---
title: Custom Deploy Workflows
layout: docs
nav: guides
author: kcmartin
date: 2025-12-05
---
## Overview
<div class="callout">
**This guide shows how to take control of your deployment flow, whether you're trying to avoid restarting machines, roll out changes gradually, or update specific parts of your app without touching others.**
</div>
Most people think of `fly deploy` as an all-or-nothing operation: you push a new image, and all your machines restart to run it. That behavior makes sense for many apps, but your app might need a more granular approach. Maybe you want to avoid interrupting machines processing long-running jobs (like video encoding or LLM chat sessions), or you want to gradually roll out changes to certain regions first.
The `fly deploy` command supports several flags for targeting specific machines by ID, region, or process group, giving you the control to tailor your rollout strategy to your app's needs.
## Why you might want this
These strategies are useful when you want to roll out code without disrupting active work. Maybe you're:
- Handling long-running tasks that shouldn't be interrupted mid-process
- Running workloads with unpredictable activity spikes where idle machines should be reused
- Trying to deploy more cautiously in production by segmenting your rollout
- Building your own logic to manage machine lifecycle instead of relying on a central deploy command
They're especially useful for apps that:
- Encode media, process jobs, or run background workers
- Exit cleanly after finishing a task
- Benefit from reusing stopped machines instead of spinning up new ones constantly
## Staggered and selective deploys
You don’t have to update your whole fleet all at once. Fly gives you several ways to target machines for more careful rollouts.
### By status: stopped machines
If your machines exit when they finish work, you can update only the stopped ones. This is useful for long-running tasks, background workers, or apps using `auto_stop_machines`.
```bash
# Build the new image and push it to the registry, but don't deploy it yet
fly deploy --build-only --push
# List all machines, filter for those in a "stopped" state, and save their IDs
fly machines list --json \
| jq -r '.[] | select(.state == "stopped") | .id' \
> stopped-machines.txt
# Deploy the new image only to the stopped machines
fly deploy --image THE_IMAGE \
--only-machines $(cat stopped-machines.txt | paste -sd, -)
```
Repeat this process until all machines have rotated. This works best when:
- You're using `auto_stop_machines`
- Your app exits cleanly when done (`System.exit(0)` or equivalent)
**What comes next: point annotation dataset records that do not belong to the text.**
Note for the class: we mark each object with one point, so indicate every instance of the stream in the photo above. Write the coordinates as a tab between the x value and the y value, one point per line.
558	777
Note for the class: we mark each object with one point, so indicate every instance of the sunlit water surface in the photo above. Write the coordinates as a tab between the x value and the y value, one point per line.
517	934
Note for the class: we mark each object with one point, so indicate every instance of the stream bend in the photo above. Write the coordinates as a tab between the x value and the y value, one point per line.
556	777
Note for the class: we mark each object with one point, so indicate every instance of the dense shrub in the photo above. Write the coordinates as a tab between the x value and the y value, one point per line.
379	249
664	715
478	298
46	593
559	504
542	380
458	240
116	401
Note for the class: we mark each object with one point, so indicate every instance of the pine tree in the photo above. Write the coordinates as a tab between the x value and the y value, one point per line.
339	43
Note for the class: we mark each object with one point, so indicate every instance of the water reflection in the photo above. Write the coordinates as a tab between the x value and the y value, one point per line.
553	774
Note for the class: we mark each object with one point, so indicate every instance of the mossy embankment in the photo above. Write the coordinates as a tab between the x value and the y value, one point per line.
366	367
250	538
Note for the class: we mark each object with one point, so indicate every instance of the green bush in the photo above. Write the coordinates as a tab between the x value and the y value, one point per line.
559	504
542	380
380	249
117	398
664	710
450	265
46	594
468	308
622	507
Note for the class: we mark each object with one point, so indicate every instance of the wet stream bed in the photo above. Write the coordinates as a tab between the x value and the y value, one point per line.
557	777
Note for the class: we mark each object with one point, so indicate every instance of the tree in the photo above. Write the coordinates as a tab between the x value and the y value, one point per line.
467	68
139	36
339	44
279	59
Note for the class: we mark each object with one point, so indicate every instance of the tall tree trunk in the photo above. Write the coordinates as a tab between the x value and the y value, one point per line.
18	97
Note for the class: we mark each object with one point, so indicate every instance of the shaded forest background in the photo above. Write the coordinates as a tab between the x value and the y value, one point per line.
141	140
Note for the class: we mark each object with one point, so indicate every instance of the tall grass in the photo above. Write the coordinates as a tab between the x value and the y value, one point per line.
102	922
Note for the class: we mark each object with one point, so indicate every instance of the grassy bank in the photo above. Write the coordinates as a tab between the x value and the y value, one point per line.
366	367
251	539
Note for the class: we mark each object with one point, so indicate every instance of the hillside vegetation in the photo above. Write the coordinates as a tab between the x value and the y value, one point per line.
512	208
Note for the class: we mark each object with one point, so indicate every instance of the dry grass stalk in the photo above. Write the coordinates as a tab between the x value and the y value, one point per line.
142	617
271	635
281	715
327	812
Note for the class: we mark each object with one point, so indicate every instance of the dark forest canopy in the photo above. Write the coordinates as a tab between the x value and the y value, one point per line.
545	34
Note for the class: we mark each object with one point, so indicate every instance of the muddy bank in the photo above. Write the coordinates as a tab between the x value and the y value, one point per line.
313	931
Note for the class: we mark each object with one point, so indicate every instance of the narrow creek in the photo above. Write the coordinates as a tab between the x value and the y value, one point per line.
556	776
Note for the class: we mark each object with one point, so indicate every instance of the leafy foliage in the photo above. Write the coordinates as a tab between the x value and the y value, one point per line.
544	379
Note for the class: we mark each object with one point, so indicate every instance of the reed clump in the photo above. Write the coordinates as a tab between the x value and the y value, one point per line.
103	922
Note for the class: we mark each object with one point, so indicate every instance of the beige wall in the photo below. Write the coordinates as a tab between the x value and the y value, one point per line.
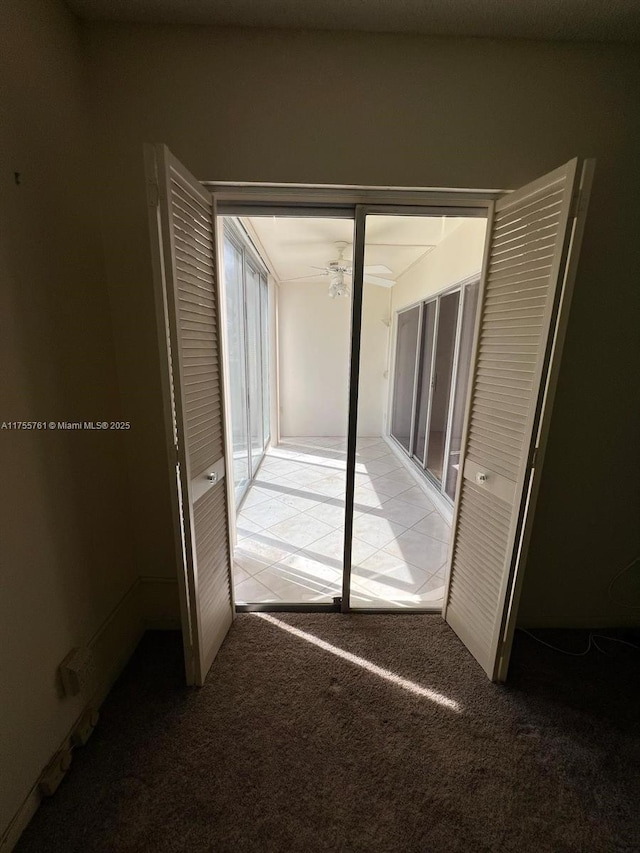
65	547
314	359
253	106
456	258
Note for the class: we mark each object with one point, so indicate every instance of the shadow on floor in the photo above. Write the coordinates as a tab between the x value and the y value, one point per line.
290	747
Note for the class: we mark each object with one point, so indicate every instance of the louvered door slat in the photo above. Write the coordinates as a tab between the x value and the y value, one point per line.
187	224
527	248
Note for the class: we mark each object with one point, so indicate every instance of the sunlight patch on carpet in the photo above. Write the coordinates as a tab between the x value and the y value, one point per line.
404	683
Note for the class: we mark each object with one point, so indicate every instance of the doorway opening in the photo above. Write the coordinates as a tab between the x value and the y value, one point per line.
288	374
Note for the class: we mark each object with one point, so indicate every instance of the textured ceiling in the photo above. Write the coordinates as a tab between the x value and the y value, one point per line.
294	246
583	20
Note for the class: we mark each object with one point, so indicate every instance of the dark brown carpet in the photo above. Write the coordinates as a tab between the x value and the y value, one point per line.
290	748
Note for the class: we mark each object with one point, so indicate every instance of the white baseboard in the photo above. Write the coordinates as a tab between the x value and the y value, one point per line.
112	645
584	623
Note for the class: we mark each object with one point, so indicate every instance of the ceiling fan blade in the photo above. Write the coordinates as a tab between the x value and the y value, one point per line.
300	277
376	268
374	279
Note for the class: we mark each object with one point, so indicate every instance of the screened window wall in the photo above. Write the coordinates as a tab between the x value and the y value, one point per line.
431	374
247	331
- You want machines to manage their own lifetimes
### By region
To contain the blast radius or do a phased rollout, target machines by region:
```bash
# Deploy the current app image only to machines in the "dfw" region
fly deploy --regions dfw
```
Or combine with `--only-machines` to target specific IDs within a region:
```bash
# List all machines, filter for those in the "dfw" region, and save their IDs
fly machines list --json \
| jq -r '.[] | select(.region == "dfw") | .id' \
> dfw-machines.txt
# Deploy to just the first two machines from that list
head -n 2 dfw-machines.txt > batch-1.txt
fly deploy --image THE_IMAGE \
--only-machines $(paste -sd, - < batch-1.txt)
# Deploy to the next three machines that weren't in batch 1
head -n 5 dfw-machines.txt | grep -vxFf batch-1.txt > batch-2.txt
fly deploy --image THE_IMAGE \
--only-machines $(paste -sd, - < batch-2.txt)
```
Extend this rollout gradually by increasing the number of machines targeted in subsequent deploys. If you want to go further, you can script this logic to apply region by region, or even automate it based on health checks or metrics from your app.
### By process group
In multi-process apps, you might want to update only certain roles while leaving others untouched. For example, consider a cluster with `zk`, `supervisor`, and `conductor` process groups. If the `zk` machines need to stay up during an upgrade, you can deploy only to the other groups:
```bash
# Deploy the new image only to the "supervisor" and "conductor" process groups
fly deploy --image THE_IMAGE --process-groups supervisor,conductor
```
This allows the `zk` group to keep running on the previous image until you're ready to update them. This pattern is helpful for maintaining quorum or minimizing downtime in clustered environments.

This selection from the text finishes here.